Alviano: Nunca ouvi dizer de fera, ave, nem peixe, que tivesse dentro na cabeça pedra em vez de miolo. ” Ambrosio Fernandes Brandão, Diálogo das grandezas do Brasil, 1618
Jiboia
“A Gauçú ou Gibóia é sem dúvida a maior de todas as serpentes, atingindo, alguns espécimenes, 18, 24 e mesmo 30 pés de comprimento e a grossura de um tronco de homem, ao meio. Os portugueses chamam-na Cobra-de-Veado por ser capaz de engolir um corço inteiro ou mesmo um veado, pois, conquanto a garganta seja estreita, o ventre é bastante grande. Após ter devorado presa de tão grandes proporções, a cobra cai num estado letárgico em que facilmente se deixa capturar.
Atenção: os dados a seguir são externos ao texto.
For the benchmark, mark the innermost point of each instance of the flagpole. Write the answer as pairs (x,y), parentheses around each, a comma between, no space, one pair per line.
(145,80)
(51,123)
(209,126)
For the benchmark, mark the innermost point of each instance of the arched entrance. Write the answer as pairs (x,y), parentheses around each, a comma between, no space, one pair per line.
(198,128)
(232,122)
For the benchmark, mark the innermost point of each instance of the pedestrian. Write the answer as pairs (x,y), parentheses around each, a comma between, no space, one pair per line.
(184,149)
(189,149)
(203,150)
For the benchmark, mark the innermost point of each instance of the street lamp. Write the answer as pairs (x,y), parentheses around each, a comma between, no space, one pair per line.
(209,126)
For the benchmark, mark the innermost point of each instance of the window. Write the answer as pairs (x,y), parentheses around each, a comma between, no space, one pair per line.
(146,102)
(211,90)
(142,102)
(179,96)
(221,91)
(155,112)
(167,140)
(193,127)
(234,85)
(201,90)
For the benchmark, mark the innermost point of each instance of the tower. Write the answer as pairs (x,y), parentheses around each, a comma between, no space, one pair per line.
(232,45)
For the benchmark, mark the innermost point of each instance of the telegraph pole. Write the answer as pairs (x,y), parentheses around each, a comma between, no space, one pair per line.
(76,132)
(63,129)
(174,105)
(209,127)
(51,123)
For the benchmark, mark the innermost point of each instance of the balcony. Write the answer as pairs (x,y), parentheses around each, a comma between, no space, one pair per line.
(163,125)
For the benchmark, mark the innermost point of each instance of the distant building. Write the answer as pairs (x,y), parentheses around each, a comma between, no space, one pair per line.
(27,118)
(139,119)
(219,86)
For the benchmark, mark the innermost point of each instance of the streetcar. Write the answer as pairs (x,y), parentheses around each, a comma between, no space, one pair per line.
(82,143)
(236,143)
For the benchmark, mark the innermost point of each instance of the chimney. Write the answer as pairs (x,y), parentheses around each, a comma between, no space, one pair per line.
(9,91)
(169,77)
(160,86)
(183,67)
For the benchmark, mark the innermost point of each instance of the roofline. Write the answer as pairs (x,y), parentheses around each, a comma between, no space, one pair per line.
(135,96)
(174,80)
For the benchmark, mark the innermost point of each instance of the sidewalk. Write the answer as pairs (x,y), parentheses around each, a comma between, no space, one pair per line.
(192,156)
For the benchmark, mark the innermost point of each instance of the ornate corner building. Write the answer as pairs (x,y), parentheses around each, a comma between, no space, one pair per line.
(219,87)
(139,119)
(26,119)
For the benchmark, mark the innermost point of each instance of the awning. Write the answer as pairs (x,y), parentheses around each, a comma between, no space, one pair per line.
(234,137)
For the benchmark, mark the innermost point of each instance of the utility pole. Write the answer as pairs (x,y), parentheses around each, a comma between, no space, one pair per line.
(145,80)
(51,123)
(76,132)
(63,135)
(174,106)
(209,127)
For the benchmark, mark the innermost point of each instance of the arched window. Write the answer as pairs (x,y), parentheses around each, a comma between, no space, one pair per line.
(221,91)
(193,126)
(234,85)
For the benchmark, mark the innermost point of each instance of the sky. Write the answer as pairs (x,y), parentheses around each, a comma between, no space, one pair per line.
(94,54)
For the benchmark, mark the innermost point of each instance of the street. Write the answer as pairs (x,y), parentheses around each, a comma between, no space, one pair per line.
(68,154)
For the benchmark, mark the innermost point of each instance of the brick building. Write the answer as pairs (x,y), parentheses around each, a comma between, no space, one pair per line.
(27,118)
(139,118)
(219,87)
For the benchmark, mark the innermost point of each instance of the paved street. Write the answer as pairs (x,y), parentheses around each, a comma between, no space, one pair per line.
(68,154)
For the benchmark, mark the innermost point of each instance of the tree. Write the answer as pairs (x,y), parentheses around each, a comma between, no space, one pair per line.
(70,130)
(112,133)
Lembro-me de ter visto uma perto de Paraíba, que media 30 pés de comprimento e tinha a grossura de um barril. Os negros viram-na engolir um cabrito. Enviaram-se, então, mosqueteiros que abateram o monstro e arrancaram-lhe o cabrito do ventre. (…) Às vezes atira-se de uma árvore sobre o viajante, em cujo corpo se enrola, procurando vencê-lo pela asfixia, valendo-se, para isso, da cauda.”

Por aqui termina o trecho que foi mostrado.